Religion
Noé
Avec le film d’Aronofsky, qui sort sur les écrans, le personnage de Noé pendant quelques temps va visiter notre monde (ou passera peut-être inaperçu). Cette fable du Déluge, empruntée à Babylone, l’écrivain hébreu l’adopte et l’insère dans le chapitre 6 de la Genèse. Le Dieu du peuple juif ne se contente pas de créer le ciel et la terre. Son chef d’œuvre, il l’accomplit en insufflant la vie dans les poumons de l’être humain. Seulement voilà : l’homme prolifère, se conduit mal, et Dieu se repent de l’avoir fait. Le Très Haut efface tout. Tout se qui vit sur la surface de la terre. Priant seulement Noé de mettre de côté quelques échantillons choisis parmi les êtres vivants. Les humains peut-être auraient dû se méfier. Des mesures de rétorsion avaient déjà été prises à leur encontre. Notamment un décret d’expulsion manu militari hors des frontières du paradis terrestre. Celle-ci accompagnée, “Tu gagneras ton pain à la sueur de ton front”, d’une condamnation aux travaux forcés. Cette fois tout de même, en exerçant un génocide, le premier connu de l’histoire de l’humanité, le bon Dieu se révèle avoir la main lourde. Cette pratique sociale ne peut être une solution.
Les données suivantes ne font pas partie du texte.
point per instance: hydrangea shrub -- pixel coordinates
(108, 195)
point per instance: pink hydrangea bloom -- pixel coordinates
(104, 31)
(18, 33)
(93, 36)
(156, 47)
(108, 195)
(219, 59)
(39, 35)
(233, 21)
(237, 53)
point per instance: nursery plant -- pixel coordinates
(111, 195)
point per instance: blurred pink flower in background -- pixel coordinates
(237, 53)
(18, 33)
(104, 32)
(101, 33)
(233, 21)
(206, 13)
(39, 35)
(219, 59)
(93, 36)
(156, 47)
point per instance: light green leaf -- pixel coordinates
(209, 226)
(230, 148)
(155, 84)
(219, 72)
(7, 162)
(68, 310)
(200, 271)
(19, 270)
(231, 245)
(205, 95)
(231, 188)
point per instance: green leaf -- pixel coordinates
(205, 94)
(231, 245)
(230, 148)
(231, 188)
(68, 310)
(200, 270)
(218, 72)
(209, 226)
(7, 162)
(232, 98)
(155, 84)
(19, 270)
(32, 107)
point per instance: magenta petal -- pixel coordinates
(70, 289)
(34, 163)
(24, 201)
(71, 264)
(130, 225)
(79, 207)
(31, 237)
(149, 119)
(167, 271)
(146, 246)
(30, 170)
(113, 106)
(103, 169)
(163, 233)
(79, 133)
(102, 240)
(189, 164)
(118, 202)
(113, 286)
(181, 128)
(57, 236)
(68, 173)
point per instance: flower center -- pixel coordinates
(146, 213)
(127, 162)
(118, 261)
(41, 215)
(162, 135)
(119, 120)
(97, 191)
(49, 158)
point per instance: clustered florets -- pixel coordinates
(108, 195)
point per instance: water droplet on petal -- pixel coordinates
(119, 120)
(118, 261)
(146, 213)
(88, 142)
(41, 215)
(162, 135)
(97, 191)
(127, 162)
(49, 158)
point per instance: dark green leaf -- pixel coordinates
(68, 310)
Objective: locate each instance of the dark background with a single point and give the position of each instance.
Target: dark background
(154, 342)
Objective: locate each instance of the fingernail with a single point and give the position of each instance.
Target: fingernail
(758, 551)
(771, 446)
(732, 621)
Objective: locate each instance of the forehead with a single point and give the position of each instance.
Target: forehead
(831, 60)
Un bon exemple donné à l’humanité.
A – COMPRENDRE
Aussi sommes-nous en droit de nous demander quelle mouche a piqué l’Eternel pour qu’Il en vienne à cette extrémité. En droit de rechercher, pour comprendre, la nature de ce qui a suscité chez Lui cet acte de dépit meurtrier. L’acte d’un enfant colérique à qui l’on vient de briser son jouet. La raison de la colère divine, si l’on en croit le texte biblique, est simple. L’être que Dieu avait créé était méchant. “L’Eternel, lit-on au chapitre 6, verset 6, vit que la méchanceté des hommes était grande”. “Toutes leurs pensées se portaient sur ce qui est mal”. L’indication est certes un peu générale. Elle se précise heureusement au verset 13. En cet endroit du texte les humains sont accusés d’avoir “rempli la terre de violence”. On sait, en effet, depuis Caïn, que des meurtres ont été perpétrés sur la terre. C’est en d’autres versets que la chose devient plus intéressante. Notamment quand le texte évoque des affaires de femmes. “Les filles des hommes, peut-on lire, étaient belles”. L’énoncé, où paraissent des géants, des êtres fabuleux d’une autre tradition, reste vague et pudique. Incline toutefois à imaginer que l’homme, ce vilain bougre, était un chaud lapin. (L’Eternel se serait-il montré jaloux d’un amour dont il n’était pas l’unique objet ?) Quoiqu’il soit, c’est alors que le dieu prend sa décision. Décide de passer à l'acte : “Je vais exterminer de la surface de la terre l’homme que j’ai créé. Je me repens de l’avoir fait” (Chapitre 6, verset 6).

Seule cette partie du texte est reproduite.